Sabine Pass feedgas volumes increased to 50 MMcf/d on Thursday, its strongest level in 33 days and a likely confirmation of the maintenance operation being completed. Feedgas deliveries increased by 10 MMcf/d from gas day 19, and today marks the seventh day in a row with deliveries to the LNG facility, averaging 25 MMcf/d over that span. Despite deliveries increasing over the past few days, feedgas is still well below the 1.2 Bcf/d average seen over the first two weeks of September before Sabine Pass began to ramp down for the four week modification to the train 1 & 2 flare. Sabine Pass exported two cargos during the maintenance, including the 3.4 Bcf/d Marin Gas Sparta which was chartered to Manzanillo, Mexico. Total demand in the Southeast has fallen 4 Bcf/d from the first two weeks of September to its current 14 day average, near the lows of the year.

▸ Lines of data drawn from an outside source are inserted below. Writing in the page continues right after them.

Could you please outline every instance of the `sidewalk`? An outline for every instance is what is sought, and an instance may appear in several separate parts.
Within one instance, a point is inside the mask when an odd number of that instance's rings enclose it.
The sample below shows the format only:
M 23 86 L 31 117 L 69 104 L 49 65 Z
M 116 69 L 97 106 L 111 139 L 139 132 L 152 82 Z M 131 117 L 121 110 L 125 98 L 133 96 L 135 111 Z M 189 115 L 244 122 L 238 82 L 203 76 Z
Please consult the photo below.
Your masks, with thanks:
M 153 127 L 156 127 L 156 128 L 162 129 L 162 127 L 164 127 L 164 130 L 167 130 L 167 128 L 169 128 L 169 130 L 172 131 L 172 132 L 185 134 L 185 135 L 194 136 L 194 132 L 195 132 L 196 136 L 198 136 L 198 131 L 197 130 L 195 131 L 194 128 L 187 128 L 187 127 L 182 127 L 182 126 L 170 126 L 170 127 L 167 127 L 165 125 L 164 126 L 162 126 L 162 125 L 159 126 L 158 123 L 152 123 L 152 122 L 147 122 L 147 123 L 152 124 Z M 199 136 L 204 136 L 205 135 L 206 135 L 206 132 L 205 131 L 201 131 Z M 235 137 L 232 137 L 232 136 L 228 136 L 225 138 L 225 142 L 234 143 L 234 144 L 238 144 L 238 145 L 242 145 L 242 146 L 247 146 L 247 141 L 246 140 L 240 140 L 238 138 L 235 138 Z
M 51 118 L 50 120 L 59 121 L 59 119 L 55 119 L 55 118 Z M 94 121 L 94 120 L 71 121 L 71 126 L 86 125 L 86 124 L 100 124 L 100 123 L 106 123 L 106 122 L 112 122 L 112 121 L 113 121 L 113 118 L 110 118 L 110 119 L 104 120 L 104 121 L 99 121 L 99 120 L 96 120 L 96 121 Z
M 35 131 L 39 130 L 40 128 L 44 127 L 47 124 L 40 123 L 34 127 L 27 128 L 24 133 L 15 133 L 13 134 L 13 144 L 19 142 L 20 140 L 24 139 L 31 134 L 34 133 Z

US dry gas production averaged 70.6 Bcf/d for the week ended October 21, relatively flat from the prior week's average of 70.4 Bcf/d. The maintenance on Alliance pipeline ended on October 21, causing Canadian imports in the Midwest to surge 1.2 Bcf/d. Week on week, imports from Canada declined by 0.6 Bcf/d. Given offsetting moves from production and imports from Canada, total US supply only declined by 0.2 Bcf/d. Warm temperatures blanketed the more densely populated and demand-heavy East Coast this week; average daily temperatures in New York City peaked at 77 degrees on October 19, which is a massive 20 degrees above the historic norm. Power demand on the US level responded by peaking to 29.6 Bcf/d on Thursday, where the weekly change was for 1 Bcf/d, while residential/commercial demand fell by 1.5 Bcf/d. Exports to Mexico remained flat week on week, as well as LNG feedgas. The rough four week timeline for Sabine Pass' maintenance has come and gone, while nominations have slowly crept up throughout this week, indicating that a startup this weekend or next week could be likely. Temperatures are forecast to cool by roughly 6 degrees into next week, which could add as much as 3.7 Bcf/d of upside for US residential/commercial demand.
Thursday’s Daily Canadian Observer discussed a strengthening in December Dawn futures from November futures. This is possibly due to the additional demand Dawn is set to undergo in December, as 644 MMcf/d of contracts to use AECO gas to meet East Canadian demand will change the delivery point from AECO to Dawn when TransCanada completes work at the Maple compressor (scheduled for late-November). The AECO market also may be expecting a similar shift in market dynamics, as November futures basis is trading at minus 80 cents, and then basis sharply weakens to minus 98 cents in December and then averages minus $1.01 for the remainder of the winter strip. Over the past five years, November AECO basis has traded within 8 cents of December. An 18 cent drop from November to December could be due to Empress losing 644 MMcf/d of contracts to take gas to East Canada at the end of November.